Juízes pedem fim do uso de algemas em partos de detentas em São Paulo

Prática considerada repugnante viola Constituição e acordos internacionais dos quais o Brasil é signatário

São Paulo – A Associação dos Juízes pela Democracia (AJD) faz duras críticas ao governo paulista diante da informação de que mulheres detidas em unidades prisionais do estado são mantidas algemadas mesmo em situações de trabalho de parto. A informação foi revelada na semana passada e o governador Geraldo Alckmin (PSDB) prometeu investigar a prática.

Segundo a AJD, “algemar mulheres durante o parto constitui, inquestionavelmente, atentado à dignidade humana”, especialmente por ser uma ofensa à “proteção à maternidade e à infância”. A medida contraria tanto a Constituição Federal como convenções internacionais assinadas pelo país. “(A prática) submete também o recém-nascido a discriminação em razão do parentesco, com violação das garantias e direitos constitucionais de proteção à infância”, prossegue a nota.
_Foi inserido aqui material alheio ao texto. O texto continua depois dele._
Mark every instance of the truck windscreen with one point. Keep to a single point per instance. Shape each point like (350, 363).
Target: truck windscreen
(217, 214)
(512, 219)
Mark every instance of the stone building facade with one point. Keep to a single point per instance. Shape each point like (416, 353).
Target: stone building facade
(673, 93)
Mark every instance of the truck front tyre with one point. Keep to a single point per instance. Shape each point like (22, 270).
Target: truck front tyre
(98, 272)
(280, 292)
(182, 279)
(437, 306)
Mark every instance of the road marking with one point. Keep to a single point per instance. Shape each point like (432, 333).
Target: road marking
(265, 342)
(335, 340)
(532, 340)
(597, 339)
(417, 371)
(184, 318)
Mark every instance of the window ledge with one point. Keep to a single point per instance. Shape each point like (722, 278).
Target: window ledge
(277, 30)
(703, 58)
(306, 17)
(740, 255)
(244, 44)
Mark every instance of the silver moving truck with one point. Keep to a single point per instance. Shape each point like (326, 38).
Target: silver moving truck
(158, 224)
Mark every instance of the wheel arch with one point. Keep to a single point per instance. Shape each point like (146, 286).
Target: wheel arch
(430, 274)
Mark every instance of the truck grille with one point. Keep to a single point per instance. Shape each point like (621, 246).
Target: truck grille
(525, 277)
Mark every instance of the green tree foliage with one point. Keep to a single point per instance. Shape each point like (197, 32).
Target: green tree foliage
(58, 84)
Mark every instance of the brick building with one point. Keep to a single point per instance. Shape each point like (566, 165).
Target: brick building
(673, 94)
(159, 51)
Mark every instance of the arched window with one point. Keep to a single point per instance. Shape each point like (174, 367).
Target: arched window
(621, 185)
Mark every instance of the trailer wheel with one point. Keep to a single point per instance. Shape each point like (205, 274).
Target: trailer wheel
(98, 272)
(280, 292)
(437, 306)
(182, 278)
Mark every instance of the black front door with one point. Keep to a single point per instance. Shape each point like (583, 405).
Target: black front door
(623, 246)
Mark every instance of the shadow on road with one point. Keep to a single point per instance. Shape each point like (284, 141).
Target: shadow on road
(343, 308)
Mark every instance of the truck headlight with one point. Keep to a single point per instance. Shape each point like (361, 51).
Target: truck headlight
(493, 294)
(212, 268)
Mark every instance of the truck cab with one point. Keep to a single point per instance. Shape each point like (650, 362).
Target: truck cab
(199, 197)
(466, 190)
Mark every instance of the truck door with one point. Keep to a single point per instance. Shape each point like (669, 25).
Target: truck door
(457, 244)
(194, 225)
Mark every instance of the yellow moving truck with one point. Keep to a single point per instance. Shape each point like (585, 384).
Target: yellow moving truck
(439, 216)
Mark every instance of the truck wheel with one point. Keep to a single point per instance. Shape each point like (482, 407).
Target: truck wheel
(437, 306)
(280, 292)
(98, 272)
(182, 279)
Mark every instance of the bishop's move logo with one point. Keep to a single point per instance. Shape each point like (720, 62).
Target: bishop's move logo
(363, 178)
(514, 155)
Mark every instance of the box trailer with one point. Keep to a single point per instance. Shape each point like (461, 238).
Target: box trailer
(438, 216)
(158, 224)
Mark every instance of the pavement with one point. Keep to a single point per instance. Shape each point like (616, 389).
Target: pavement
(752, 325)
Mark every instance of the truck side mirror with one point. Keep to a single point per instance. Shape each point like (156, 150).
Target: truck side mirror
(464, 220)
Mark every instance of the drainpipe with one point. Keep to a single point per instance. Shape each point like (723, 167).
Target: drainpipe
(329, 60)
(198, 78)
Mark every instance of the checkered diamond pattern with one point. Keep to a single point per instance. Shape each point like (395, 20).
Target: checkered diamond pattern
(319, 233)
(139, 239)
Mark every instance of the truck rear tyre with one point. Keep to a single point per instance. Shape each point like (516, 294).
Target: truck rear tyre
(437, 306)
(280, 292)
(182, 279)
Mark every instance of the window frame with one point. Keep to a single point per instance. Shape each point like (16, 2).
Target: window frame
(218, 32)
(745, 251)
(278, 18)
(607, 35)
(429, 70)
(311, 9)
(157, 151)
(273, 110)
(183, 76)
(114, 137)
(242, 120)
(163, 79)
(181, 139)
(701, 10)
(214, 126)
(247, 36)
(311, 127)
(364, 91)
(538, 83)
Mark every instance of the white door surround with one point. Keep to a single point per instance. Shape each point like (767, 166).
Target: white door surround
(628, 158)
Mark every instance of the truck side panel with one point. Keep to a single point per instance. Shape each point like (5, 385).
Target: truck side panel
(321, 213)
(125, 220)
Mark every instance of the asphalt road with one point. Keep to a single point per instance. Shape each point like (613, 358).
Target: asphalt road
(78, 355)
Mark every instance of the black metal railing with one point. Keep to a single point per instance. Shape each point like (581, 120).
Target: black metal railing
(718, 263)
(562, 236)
A organização ainda cita a Súmula Vinculante nº 11 do Supremo Tribunal Federal, definida em agosto de 2008, que estabelece que algemas devem ser usadas apenas em casos “absolutamente excepcionais”. A decisão, que se sobrepõe a outras deliberações de cortes inferiores, sugere penalidade em casos de abuso físico e moral de presos ou presas.

Segundo a Pastoral Carcerária, pelo menos seis presas revelaram terem sido algemadas pelas mãos e pelos pés durante cesariana, quando davam à luz em São Paulo. Os médicos que realizaram o parto não solicitaram, ainda conforme os depoimentos, que as algemas fossem retiradas. A Secretaria de Administração Penitenciária negou a prática e sugeriu que caberia ao médico a decisão.

Com informações do VioMundo

 

NOTA DA AJD SOBRE PARTOS COM GESTANTES ALGEMADAS

A AJD – Associação Juízes para a Democracia, entidade não governamental, sem fins corporativos, que tem dentre seus objetivos estatutários o respeito absoluto e incondicional aos valores próprios do estado democrático de direito e a defesa dos direitos humanos, tendo em vista a confirmação das notícias de realização de partos com o uso de algemas em gestantes sujeitas ao cumprimento de penas, vem a público manifestar o seguinte:

(1) algemar mulheres durante o parto constitui, inquestionavelmente, atentado à dignidade humana (art. 1º da Constituição Federal), desrespeito à integridade moral das mulheres (art. 5º XLIX, da Constituição Federal) e ofensa à especial proteção à maternidade e à infância, instituída como direito social (art. 6º da Constituição Federal),

(2) constitui descumprimento da garantia à mulher de assistência apropriada em relação ao parto, instituída no art. 12, § 2º da Convenção da ONU relativa aos direitos políticos da mulher (1952),

(3) submete também o recém-nascido a discriminação em razão do parentesco, com violação das garantias e direitos constitucionais de proteção à infância (art. 227 da Constituição Federal),

(4) subverte a lógica constitucional de acesso universal e igualitário aos serviços de saúde (art. 196 da Constituição Federal),

(5) representa flagrante descumprimento do dever de atendimento individualizado e tratamento diferenciado a que fazem jus as gestantes nos termos da Lei Federal nº 10.048/00 e, ainda,

(6) desvela evidente violação do artigo 143 da Constituição de São Paulo, que determina que a política penitenciária estadual deve observar as regras da ONU para o tratamento de presos, dentre as quais se destaca a regra nº 11 das “Regras de Bangcoc”, segundo a qual a presença de pessoal penitenciário e de segurança, durante o atendimento médico, observará a dignidade da presa.

Além de tudo isso, em face da absoluta desnecessidade dessa providência desumana e cruel, está ocorrendo também flagrante violação à Súmula Vinculante nº 11 do Supremo Tribunal Federal, a qual estabelece que o uso de algemas somente é lícito em casos absolutamente excepcionais e determina a aplicação de penalidades nos casos de abuso e constrangimento físico e moral dos presos ou presas.

Assim, como o procedimento em menção constitui prática ilegal, repugnante, covarde e imoral, além de violadora da dignidade humana, a  AJD exige que governo do estado determine a imediata abstenção dessa prática, bem como promova de forma efetiva a responsabilização de secretários de estado e servidores, por suas respectivas condutas, de ação ou omissão, na forma da lei.